文部科学省の進める教員の働き方改革の一環として、各自治体では学校給食費の公会計化への取り組みが注目されている。今年6月1日から学校給食費の公会計化を実現したのが岡山県勝央町。小・中学校3校の児童生徒教職員等約1100人分の学校給食費をはじめ学校徴収金が、教職員の手を離れ一括請求、一括支払できることになった。
これはNTTファイナンス㈱のクラウド型決済システムである「楽々クラウド決済サービス LGWAN(インターネット非接続の自治体や政府専用の行政ネットワーク)接続タイプ」の導入によるもの。
同町によると、導入の決め手となったのは次の5点。
①運用開始まで約5か月で実現できること、②学校給食費だけでなく教材費やPTA会費等の学校徴収金もまとめて請求できること、③口座振替やクレジットカード払い等の決済手段から支払方法を保護者が選択できること、④自治体と学校の両方に整っているLGWAN環境を有効活用できること、⑤導入後の運用や業務の見直しなどの周辺業務も含めたトータルでサポートが受けられること。

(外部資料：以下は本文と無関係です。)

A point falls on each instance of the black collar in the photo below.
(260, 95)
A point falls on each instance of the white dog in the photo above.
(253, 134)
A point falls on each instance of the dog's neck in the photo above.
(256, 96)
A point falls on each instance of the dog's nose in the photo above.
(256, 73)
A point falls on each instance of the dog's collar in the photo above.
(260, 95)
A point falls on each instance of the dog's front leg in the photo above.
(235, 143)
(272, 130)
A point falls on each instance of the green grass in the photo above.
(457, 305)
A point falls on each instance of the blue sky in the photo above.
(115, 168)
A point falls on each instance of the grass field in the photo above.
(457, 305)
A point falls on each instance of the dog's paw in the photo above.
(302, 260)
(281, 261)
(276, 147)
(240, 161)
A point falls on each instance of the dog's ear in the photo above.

学校教職員の業務を削減する学校給食費の公会計化を促進するだけでなく、業務移管された自治体へのサポートも含めた同サービスのメリットをまとめると下表のようになる。
特に保護者側にメリットが大きいのは、多様な決済方法が選択できる点。口座振替やクレジットカード払い等で決済できるのはユーザー・フレンドリーな仕組み。また入金の収納先は、給食費は自治体へ、教材費・PTA会費は学校へなど指定口座に振り分け管理されるので、事務作業が大幅に軽減される。
「学校給食費委の徴収状況調査」(2016年文科省)によると、学校給食費の徴収・管理を行っている学校では未納者の督促は学級担任が46%、管理職は41%が担っていた。公会計化に移行することで徴収・管理から督促までの業務は自治体が担うことになる。そのため学校の業務は、1当たり年間190時間の削減が見込まれると試算する。
文科省が2019年7月公表した「学校給食費徴収・管理に関するガイドライン」は、自治体の公会計化を促進する内容。公会計化による効果の第一を「教員の業務負担の軽減」とし、次いで「保護者の利便性の向上」、「徴収・管理業務の効率化」、さらには「管理の透明性の向上」や「徴収における公平性の確保」といった点を指摘している。